Let's compare the errors for both paths against the true value of **0.555**.

| Path              | Result | Absolute Error ($|0.555 - \bar{x}|$) | Relative Error ($E_a / |0.555|$) |
| ----------------- | ------ | ------------------------------------- | ---------------------------------- |
| **a * (b - c)** | 0.555  | $|0.555 - 0.555| = 0.0$               | $0.0\%$                           |
| **(a*b) - (a*c)** | 0.600  | $|0.555 - 0.600| = 0.045$             | $0.045 / 0.555 \approx 8.11\%$    |

**Conclusion:** The results are dramatically different. Path 1 produced the exact answer, while Path 2 produced a result with a massive **8.11%** relative error!
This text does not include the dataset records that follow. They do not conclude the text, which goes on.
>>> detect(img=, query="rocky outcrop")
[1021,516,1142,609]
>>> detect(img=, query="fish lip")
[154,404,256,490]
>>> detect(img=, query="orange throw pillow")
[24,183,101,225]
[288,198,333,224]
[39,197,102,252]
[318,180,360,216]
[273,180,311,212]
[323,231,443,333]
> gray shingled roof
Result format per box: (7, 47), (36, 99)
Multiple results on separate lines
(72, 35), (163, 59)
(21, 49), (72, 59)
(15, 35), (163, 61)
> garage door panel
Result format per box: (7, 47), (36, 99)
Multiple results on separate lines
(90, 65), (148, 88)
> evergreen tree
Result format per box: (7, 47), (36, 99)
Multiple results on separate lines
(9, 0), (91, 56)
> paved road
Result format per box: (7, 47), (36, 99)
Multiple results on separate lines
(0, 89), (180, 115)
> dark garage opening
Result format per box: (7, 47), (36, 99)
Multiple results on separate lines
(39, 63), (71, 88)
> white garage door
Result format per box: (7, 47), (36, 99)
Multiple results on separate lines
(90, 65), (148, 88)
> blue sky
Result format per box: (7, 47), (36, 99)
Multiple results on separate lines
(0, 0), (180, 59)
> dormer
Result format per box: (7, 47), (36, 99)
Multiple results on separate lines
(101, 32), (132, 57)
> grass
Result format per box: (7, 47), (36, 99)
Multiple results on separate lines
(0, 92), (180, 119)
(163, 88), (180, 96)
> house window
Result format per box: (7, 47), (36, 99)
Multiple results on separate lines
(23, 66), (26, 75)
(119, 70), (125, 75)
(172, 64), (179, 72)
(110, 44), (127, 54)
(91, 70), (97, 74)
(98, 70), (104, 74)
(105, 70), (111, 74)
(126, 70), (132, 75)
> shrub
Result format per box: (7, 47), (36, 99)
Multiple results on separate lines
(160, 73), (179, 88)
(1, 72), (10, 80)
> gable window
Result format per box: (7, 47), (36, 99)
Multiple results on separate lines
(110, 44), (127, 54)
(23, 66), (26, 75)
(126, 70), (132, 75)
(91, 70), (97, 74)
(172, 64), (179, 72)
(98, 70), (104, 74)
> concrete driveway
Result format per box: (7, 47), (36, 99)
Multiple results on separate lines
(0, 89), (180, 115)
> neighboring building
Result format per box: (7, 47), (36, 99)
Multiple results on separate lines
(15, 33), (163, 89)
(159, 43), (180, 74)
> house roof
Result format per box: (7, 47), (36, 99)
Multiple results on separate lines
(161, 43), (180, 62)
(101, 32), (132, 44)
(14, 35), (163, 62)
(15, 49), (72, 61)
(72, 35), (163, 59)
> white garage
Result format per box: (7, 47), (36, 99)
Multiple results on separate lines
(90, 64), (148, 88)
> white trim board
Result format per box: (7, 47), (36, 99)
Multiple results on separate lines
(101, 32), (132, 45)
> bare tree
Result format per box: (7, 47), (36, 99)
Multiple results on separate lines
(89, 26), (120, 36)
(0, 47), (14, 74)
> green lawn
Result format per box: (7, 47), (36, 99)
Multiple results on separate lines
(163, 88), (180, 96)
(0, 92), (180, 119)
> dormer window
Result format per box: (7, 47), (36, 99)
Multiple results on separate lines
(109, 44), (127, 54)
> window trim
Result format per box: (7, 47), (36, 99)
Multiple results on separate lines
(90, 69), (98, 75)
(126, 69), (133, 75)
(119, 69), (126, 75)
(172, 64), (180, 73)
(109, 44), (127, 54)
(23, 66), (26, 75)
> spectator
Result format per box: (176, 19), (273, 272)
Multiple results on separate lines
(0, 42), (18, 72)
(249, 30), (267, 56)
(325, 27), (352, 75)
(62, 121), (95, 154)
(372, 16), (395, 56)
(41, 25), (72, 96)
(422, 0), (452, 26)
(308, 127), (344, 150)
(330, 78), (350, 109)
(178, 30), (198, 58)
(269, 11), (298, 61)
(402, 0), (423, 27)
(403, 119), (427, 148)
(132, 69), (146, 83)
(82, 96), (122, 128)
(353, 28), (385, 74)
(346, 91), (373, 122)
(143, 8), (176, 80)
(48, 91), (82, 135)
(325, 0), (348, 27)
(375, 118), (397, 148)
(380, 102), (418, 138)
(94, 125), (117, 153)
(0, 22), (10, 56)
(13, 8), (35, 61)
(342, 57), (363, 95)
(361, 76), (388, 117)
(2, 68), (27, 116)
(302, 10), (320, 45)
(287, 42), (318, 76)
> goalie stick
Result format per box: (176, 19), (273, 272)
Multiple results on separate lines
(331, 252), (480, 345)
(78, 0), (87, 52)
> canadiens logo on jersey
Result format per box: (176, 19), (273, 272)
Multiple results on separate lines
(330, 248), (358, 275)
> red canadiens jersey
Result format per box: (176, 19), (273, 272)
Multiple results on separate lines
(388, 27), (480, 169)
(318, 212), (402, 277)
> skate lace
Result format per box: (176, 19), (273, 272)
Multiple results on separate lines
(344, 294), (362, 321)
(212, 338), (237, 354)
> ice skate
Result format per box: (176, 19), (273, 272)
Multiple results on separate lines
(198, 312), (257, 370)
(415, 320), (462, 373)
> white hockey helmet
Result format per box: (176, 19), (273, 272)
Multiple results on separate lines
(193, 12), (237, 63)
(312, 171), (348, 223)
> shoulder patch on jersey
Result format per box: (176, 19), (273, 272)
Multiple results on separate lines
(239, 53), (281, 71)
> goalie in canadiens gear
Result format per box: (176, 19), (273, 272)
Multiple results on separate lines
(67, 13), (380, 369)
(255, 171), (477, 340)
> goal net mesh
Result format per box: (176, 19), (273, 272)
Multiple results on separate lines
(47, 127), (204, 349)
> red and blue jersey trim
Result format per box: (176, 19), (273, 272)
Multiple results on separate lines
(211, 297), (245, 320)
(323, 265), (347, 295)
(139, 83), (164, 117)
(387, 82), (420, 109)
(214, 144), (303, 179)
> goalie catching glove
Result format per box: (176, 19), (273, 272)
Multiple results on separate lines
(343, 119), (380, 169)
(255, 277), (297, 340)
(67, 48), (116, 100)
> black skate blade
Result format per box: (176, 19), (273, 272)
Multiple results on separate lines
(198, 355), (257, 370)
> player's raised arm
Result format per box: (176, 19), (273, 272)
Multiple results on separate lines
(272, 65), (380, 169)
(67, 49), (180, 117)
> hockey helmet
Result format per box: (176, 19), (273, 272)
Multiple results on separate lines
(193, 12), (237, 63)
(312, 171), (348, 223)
This happened because Path 2 suffered from **catastrophic cancellation**. By subtracting two large, nearly equal numbers (`24.7` and `24.1`), the leading digits cancelled each other out. The final result (`0.6`) is constructed almost entirely from the less significant digits, which are the parts most affected by the initial rounding errors. All the original precision was lost.

## 5. Summary

**Key Takeaways:**

1.  **Arithmetic rules for real numbers do not always apply to floating-point numbers.** Properties like associativity and distributivity can fail due to rounding after each operation.
2.  **The order of operations is critical for numerical accuracy.** As demonstrated, changing the order can lead to very different results and errors.
3.  **Beware of Catastrophic Cancellation.** Subtracting two nearly equal floating-point numbers is one of the most common sources of severe numerical error. If possible, algebraic expressions should be rearranged to avoid this situation.